Re: When a flight is sure to overbook, the airline still sells tickets, but raises the price up high. This assures that the people buying last minute are very keen to get on that flight. They are premium customers, and unlikely to volunteer.

I don't fly much...maybe once a year or so. I have *never* missed a flight and have never been in a position to volunteer, since I almost always fly with more than one person. If the airline starts bumping people who purchased their ticket well in advance to make room for these last minute high priced "more valuable" passengers, then I will get angry.

Or maybe I don't understand what is happening here?

When an airline has an overbooked situation at the gate, they first start asking for volunteers. They keep bumping the compensation to get them. In the old days, they stopped increasing it when they hit a certain level because then the option for involuntary bump becomes cheaper for them. However, after the Republic Air dragged-doctor incident, most airlines decided to change their formula, to raise the offer for volunteers much higher.

If, however, they get to where they don't have volunteers, they have said they prioritize the passengers.
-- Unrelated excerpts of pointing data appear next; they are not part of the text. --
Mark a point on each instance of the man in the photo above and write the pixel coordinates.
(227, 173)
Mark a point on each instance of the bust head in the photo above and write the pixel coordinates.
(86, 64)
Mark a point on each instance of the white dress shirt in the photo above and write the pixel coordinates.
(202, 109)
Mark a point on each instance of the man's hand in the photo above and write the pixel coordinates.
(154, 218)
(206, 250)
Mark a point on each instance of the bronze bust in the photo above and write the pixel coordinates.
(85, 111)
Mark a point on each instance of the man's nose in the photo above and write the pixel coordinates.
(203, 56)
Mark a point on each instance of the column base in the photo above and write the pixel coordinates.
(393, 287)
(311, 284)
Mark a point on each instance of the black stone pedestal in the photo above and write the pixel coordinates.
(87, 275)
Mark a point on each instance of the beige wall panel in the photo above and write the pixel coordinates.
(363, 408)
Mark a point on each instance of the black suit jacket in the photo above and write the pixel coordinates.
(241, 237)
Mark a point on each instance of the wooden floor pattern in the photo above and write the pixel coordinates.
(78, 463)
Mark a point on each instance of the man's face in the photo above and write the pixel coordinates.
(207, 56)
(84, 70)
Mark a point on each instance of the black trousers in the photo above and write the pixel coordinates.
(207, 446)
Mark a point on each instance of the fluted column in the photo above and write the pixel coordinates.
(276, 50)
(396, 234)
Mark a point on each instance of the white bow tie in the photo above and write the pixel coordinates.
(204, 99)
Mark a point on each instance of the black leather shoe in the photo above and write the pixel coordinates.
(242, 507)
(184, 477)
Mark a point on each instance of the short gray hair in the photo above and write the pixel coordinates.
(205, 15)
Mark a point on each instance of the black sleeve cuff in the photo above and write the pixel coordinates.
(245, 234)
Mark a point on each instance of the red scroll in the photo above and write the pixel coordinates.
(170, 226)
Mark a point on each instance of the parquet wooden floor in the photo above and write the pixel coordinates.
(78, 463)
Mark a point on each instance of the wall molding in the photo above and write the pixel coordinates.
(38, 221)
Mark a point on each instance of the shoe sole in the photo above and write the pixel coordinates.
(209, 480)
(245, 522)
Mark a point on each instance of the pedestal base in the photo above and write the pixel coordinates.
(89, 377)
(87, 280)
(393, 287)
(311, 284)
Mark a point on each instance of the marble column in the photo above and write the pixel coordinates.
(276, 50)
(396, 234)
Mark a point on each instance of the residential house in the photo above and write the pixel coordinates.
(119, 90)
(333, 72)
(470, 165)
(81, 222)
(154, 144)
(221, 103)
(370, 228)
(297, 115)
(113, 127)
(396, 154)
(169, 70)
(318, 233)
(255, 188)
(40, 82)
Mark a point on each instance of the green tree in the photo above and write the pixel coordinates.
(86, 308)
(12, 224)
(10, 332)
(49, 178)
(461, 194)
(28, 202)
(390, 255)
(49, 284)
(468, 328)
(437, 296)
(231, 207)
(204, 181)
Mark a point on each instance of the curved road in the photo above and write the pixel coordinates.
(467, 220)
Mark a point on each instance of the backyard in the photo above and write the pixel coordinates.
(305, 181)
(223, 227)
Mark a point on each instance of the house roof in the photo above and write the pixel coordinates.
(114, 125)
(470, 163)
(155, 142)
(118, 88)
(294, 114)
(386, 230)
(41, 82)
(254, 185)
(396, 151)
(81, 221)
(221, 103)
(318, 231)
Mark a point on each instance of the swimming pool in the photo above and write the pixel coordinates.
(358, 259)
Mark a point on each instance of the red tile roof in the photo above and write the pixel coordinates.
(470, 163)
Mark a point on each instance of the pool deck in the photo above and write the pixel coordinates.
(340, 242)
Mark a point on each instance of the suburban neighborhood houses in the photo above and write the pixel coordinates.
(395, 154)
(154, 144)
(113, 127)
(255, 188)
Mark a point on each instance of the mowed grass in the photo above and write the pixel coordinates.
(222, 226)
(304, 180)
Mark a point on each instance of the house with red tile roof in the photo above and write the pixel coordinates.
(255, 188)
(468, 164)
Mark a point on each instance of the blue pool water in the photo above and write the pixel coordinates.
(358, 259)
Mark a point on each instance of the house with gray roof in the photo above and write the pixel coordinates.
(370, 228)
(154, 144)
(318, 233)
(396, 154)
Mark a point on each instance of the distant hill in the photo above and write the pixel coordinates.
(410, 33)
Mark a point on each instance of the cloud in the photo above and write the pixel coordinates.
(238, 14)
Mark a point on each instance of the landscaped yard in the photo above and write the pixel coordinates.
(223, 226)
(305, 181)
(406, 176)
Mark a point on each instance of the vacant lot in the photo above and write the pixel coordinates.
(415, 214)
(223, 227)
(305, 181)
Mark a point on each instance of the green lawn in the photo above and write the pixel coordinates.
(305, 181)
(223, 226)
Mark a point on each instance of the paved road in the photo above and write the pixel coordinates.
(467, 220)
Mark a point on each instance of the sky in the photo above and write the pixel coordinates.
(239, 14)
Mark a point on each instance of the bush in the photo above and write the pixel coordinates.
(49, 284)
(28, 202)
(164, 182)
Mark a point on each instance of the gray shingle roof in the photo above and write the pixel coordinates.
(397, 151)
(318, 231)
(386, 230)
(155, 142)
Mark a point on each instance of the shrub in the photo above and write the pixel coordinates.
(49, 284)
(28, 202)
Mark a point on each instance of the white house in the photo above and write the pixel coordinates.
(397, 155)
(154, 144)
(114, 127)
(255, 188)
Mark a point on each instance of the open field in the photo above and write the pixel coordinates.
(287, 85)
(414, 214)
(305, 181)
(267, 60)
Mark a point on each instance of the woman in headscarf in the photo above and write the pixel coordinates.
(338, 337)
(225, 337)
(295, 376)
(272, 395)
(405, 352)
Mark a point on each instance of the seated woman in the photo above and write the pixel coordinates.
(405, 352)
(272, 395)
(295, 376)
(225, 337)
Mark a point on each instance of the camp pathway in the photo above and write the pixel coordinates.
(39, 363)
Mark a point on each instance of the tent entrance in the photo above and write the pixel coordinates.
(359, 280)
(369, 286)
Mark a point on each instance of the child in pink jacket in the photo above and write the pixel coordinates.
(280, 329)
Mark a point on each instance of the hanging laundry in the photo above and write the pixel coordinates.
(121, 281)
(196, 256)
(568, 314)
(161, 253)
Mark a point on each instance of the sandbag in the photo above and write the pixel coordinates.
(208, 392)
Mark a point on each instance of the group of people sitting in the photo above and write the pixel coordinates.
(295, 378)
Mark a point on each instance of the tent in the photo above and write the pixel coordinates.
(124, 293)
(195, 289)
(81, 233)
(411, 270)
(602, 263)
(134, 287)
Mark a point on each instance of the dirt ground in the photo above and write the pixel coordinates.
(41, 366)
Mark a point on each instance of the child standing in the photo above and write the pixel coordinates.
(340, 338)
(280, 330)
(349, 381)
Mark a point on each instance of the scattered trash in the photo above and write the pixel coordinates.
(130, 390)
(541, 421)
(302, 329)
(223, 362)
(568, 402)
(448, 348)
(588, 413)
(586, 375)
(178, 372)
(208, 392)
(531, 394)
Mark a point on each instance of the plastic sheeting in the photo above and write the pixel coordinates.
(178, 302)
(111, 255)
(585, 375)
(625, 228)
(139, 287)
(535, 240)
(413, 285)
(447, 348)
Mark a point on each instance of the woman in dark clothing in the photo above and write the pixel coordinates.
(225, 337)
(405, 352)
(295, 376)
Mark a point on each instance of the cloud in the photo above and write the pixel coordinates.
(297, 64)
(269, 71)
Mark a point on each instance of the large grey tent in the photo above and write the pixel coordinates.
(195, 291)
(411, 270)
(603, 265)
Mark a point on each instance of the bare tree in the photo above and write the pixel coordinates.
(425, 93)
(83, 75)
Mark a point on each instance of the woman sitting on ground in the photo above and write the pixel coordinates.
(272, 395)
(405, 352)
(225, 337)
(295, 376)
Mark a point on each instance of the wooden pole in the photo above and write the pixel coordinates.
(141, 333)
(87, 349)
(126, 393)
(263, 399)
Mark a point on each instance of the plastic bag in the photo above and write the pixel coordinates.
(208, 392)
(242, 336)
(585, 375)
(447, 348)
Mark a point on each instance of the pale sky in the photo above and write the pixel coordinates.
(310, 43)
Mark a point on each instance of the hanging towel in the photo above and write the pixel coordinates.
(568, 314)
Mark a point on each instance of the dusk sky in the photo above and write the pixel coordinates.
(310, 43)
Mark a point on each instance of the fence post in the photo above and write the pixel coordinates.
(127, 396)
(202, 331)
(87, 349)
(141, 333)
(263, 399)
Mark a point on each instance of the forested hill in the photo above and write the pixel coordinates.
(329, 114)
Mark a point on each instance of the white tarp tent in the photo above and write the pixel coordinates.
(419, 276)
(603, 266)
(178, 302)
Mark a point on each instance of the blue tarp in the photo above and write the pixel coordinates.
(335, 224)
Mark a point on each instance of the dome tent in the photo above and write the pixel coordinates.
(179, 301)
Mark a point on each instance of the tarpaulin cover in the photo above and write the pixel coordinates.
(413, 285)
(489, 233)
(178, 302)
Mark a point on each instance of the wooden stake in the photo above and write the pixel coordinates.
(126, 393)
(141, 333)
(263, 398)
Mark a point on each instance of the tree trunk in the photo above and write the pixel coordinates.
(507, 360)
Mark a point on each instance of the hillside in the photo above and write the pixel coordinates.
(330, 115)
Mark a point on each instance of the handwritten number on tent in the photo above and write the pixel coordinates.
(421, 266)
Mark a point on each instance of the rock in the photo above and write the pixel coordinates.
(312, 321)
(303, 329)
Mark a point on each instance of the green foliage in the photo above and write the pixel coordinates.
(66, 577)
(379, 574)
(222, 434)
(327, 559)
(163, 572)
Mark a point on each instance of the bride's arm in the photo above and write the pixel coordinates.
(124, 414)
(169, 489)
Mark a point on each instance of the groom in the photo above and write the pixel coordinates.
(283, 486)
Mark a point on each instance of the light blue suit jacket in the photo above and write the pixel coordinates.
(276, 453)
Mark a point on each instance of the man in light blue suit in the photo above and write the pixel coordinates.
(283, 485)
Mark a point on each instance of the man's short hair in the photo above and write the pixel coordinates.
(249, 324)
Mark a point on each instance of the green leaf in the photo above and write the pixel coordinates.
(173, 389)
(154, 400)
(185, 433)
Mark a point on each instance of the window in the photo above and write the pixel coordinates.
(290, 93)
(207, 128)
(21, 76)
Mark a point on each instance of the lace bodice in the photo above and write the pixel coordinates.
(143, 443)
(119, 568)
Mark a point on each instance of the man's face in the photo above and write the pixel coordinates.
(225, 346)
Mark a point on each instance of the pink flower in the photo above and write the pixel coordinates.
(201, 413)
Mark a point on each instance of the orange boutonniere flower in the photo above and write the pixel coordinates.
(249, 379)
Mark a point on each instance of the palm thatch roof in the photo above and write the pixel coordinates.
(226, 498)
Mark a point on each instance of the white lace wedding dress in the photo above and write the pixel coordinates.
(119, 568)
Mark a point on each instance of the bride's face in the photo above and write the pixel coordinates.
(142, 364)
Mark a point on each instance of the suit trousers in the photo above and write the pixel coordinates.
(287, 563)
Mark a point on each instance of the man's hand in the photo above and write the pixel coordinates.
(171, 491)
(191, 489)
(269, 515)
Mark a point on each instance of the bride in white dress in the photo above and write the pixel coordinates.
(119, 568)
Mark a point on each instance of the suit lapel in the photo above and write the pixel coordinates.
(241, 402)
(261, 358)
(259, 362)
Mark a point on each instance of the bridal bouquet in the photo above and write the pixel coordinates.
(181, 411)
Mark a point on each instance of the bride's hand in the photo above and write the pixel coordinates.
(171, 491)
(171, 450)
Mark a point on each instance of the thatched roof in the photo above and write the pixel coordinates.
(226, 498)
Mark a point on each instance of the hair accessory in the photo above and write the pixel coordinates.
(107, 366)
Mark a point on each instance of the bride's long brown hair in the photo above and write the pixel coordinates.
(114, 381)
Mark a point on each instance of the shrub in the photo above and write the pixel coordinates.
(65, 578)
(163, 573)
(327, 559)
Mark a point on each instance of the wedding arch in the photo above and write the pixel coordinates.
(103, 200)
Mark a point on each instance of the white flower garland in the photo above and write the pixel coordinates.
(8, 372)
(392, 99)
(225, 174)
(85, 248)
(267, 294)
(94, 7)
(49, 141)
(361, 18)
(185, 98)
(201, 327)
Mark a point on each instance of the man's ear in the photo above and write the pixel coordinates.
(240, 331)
People who paid the lowest prices for their tickets are first on the list for involuntary bump, and people with elite status on the airline are not on the list.

So yes, if you paid $300 for your ticket months ago, they will bump you over somebody who paid $600 yesterday. And you might get angry, but I am not sure how far you will get trying to convince them they should bump somebody who paid twice as much as you to keep you. If they did, they would not be able to sell the $600 tickets (and they very much want to sell those, they are where most of the profit comes from) because people would know they were prone for bumping.

Of course, you can always buy a $600 ticket months in advance and you won't be bumped. Or be an elite. You get what you pay for. Almost nobody does this of course. (Some elites deliberately buy slightly more expensive tickets not to avoid bumping but because it puts them ahead in the list for "free" upgrades.)

But I don't see another solution. If they don't oversell sufficiently, they often turn away a lot of people from "sold out" flights just to have empty seats fly -- and ticket prices go up as well. If they do oversell, they will sometimes underestimate and need to bump.